As a child participating in what was often referred to as the Aglipay church (Monsignor Aglipay was the first presiding bishop of the fledgling church) was central to my experience. It felt like the one real thing in my life. The teen years changed all that. Education can corrupt our naiveté and cause a disruption in our seamlessly whole worlds. As I learned about other peoples and cultures I began to question the notion of a personal God especially one whose image is that of an old man with long white hair and flowing beard who commanded plagues and catastrophes to visit his people whenever they went against his fickle will.

It wasn't until I came to America in my late 20s that I slowly came to terms with a dreaded label, atheist. Christians in the Pagan world of the Roman Empire before Constantine established Christianity as the state religion were known as atheists, non-believers. They didn't believe in the gods and goddesses of the Roman pantheon, refused to offer them the sacrifices required to maintain civic health and power. The cycle has come full circle.

I don't think of myself as an atheist, a term Christians assign to those who don't believe as they do. Belief, I've come to realize, is at the heart of much of the world's conflicts.
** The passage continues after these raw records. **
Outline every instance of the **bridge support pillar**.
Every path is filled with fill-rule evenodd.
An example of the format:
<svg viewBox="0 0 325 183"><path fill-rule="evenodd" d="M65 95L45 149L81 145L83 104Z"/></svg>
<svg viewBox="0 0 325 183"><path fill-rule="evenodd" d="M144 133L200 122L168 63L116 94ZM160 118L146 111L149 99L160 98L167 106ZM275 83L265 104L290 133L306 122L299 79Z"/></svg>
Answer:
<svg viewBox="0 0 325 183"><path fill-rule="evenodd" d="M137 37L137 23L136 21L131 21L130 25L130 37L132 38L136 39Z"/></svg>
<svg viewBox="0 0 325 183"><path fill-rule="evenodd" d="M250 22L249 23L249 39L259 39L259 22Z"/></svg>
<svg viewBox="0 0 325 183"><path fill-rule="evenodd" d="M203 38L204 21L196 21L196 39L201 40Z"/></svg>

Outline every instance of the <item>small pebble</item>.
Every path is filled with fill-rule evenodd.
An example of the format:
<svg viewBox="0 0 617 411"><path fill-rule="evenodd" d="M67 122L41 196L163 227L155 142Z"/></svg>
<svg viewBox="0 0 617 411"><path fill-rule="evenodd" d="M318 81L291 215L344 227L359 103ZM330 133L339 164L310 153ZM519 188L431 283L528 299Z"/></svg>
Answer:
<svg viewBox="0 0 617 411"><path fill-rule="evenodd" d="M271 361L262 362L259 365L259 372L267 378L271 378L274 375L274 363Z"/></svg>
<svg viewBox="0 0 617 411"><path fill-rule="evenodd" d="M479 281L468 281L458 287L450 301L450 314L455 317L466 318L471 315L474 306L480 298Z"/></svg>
As we move inexorably into closer contact with other peoples and individuals on our shrinking planet we have to contend with differing beliefs on a practical level. No man is an island anymore but a decided part of the main.

I created Spirit Writes on my iWeb as my depository of contemplative writing on Spirit—the values, motivations and stated and mostly unstated goals that while not accessible through the physical senses nonetheless shape and give meaning to our daily struggles, what Buddhist call dukkha.  I intend to continue this exploration at blogger.